I. Anlassverfahren, Prüfungsbeschluss und Vorverfahren

1. Beim Verfassungsgerichtshof ist zur Zahl B79/2013 eine auf Art144 B-VG gestützte Beschwerde anhängig, der folgender Sachverhalt zugrunde liegt:

1.1. Dem Beschwerdeführer wurde auf seinen Antrag hin mit Bescheid des Bezirkshauptmannes von Kirchdorf an der Krems vom 3. Jänner 2012 die wasserrechtliche Genehmigung für die Ausnutzung der motorischen Kraft des Wassers an einem näher bezeichneten Standort und zur Errichtung und zum Betrieb näher bezeichneter, dafür erforderlicher Anlagen erteilt. Gegen diesen Bescheid erhob der Landeshauptmann von Oberösterreich als wasserwirtschaftliches Planungsorgan im Sinne des §55 Abs1 WRG 1959, BGBl 215/1959 idF BGBl I 14/2011 (in der Folge: WRG 1959), Berufung.

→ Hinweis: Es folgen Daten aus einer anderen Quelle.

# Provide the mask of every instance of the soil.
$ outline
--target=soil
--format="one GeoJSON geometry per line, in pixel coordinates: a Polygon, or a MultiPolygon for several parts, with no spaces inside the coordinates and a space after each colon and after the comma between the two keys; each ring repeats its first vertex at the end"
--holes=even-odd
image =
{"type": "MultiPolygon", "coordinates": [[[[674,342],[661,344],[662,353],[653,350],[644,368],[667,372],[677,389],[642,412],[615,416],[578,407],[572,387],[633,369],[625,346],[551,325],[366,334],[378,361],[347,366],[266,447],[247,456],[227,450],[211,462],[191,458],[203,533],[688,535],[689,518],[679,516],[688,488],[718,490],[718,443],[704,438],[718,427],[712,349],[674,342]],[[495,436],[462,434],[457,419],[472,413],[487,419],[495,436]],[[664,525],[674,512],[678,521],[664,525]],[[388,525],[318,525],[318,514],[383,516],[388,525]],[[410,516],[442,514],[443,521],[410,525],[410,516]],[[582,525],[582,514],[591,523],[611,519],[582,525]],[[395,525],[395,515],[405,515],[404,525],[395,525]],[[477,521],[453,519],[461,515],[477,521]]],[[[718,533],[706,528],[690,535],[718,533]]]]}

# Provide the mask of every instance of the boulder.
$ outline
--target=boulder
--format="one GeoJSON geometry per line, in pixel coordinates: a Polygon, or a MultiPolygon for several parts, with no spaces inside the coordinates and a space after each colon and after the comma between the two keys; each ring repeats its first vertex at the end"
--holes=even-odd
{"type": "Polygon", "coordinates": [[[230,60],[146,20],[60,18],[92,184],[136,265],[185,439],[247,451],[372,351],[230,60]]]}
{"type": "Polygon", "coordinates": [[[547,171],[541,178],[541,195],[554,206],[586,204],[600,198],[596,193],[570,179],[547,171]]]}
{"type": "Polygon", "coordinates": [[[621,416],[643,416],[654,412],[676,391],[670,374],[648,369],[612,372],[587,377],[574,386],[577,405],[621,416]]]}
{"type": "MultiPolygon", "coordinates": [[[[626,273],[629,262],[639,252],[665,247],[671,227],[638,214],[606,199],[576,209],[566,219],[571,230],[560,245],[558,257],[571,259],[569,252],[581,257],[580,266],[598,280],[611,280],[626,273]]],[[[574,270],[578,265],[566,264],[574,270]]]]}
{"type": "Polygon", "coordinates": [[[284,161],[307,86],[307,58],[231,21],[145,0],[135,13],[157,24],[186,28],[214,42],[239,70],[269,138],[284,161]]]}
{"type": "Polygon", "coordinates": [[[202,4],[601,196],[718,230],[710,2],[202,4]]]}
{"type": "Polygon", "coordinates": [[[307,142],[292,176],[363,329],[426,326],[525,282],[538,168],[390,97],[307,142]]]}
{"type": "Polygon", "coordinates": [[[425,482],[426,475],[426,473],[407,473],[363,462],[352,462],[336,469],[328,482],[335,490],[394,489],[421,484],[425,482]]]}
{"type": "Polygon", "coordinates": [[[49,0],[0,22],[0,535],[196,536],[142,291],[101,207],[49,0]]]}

In der Berufung wurde beantragt, die Berufungsbehörde oder die bescheiderlassende Behörde durch Berufungsvorentscheidung mögen den angefochtenen Bescheid aufheben und den Antrag auf Erteilung der wasserrechtlichen Bewilligung abweisen oder in eventu den Bescheid beheben und die Angelegenheit zur neuerlichen Verhandlung an die Behörde erster Instanz zurückverweisen.

1.2. Mit dem angefochtenen Bescheid gab der Landeshauptmann von Oberösterreich als Berufungsbehörde der von ihm als wasserwirtschaftlichem Planungsorgan erhobenen Berufung statt und wies den Antrag des Beschwerdeführers auf Erteilung der wasserrechtlichen Bewilligung zur Ausnutzung der motorischen Kraft des Wassers und zur Errichtung und zum Betrieb der dafür erforderlichen Anlagen ab.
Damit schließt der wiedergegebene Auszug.